Former Congressman Patrick Kennedy presented a “state of the union” outlook, noting that mental health parity is still a hurdle and he will continue to fight for it.

“I am over the anti-stigma stuff. I want to enforce the law.”

“We could roll out a diversion program to every hospital in this country tomorrow because we know what to do.”

“It’s the 25th anniversary of the Americans with Disabilities Act (ADA). We need ADA to be applied to the ‘invisible’ disabilities of mental health.”

David Satcher, former Surgeon General of the United States whose groundbreaking reports in the 1990s demonstrate a commitment to eliminating health disparities for underserved groups, highlighted how mental health and suicide remain neglected issues.

“You can save money by treating people with dignity and providing them with integrated care.”


ashley-juddActress and advocate Ashley Judd is a survivor of child abuse and neglect and is outspoken on the need to care for those with behavioral health conditions. Judd appeared on stage with her therapy dog, Shug, and reminded everyone that personal stories give voice to victims and change public opinion.

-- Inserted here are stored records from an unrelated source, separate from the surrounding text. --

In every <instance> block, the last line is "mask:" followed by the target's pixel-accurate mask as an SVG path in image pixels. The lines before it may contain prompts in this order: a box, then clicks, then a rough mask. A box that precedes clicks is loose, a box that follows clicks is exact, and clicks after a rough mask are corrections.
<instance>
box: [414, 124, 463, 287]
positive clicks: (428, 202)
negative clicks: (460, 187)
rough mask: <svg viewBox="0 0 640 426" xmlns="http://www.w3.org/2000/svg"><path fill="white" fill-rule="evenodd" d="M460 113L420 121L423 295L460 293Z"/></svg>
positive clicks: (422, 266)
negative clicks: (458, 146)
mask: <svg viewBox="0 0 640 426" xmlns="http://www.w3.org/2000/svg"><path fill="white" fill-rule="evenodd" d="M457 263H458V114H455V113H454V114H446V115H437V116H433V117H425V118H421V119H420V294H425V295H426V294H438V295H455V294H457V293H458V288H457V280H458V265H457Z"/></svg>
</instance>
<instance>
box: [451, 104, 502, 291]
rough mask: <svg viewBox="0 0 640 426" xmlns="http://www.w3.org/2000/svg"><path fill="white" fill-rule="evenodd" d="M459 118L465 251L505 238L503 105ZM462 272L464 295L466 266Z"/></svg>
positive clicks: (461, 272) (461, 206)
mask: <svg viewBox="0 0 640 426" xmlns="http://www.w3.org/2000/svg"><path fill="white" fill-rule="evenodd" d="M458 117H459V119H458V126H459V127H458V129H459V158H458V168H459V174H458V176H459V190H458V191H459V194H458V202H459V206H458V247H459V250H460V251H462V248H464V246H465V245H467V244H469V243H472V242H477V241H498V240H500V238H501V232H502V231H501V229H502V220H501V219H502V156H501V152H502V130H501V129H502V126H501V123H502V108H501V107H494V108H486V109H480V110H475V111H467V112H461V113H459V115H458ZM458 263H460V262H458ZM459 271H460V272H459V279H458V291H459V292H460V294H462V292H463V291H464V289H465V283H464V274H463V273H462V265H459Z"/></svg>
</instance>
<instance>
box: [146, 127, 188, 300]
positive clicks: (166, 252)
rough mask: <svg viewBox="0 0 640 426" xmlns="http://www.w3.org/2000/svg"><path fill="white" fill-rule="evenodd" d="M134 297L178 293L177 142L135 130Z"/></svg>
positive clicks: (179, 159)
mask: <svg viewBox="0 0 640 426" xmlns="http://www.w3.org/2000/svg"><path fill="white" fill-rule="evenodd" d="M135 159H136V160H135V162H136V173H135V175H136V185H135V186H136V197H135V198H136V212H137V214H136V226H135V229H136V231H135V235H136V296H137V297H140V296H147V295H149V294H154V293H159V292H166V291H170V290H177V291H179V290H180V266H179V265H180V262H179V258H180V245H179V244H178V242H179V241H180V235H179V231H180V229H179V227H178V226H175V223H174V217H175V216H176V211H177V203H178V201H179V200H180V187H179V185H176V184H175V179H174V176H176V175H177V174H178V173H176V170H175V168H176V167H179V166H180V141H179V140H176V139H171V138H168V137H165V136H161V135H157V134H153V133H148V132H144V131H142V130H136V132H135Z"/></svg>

“We don’t need to ‘maintain.’ We can grow. Take that home with you as something you can use.”

"Life is a perpetual classroom. I don't always want to go to school, it is a perpetual classroom teaching me to heal."


Ezekiel Emanuel, bioethicist, trained oncologist and political scientist, in January wrote a viewpoint in JAMA, “Bring Back the Asylum,” which provoked national discussion. In the general session, he outlined the big trends in healthcare, including the winners and losers. He was also called out for his use of the term “the mentally ill,” which he apologized for.

 “We used the word ‘asylum’ very consciously as a place to recover that is nourishing. Outpatient is better, but we need asylum for those who are harmful to themselves or others.”

“I believe we will finally get parity.”


General Colin Powell served as the first African American Chairman of the Joint Chiefs of Staff and was appointed Secretary of State by President George W. Bush. A four-star general, Powell’s numerous awards include two Presidential Medals of Freedom. He spoke about the need to keep moving forward.

“One day you’re Secretary of State. The next day, you ain’t!”

“I have high blood pressure. My wife has depression. We get up in the morning and take our pills and go about our day. What’s the problem?”

“We are a nation of nations. Diversity is so beautiful.”


National Council 2016 will be held at Caesar’s Palace in Las Vegas, March 7 to 9.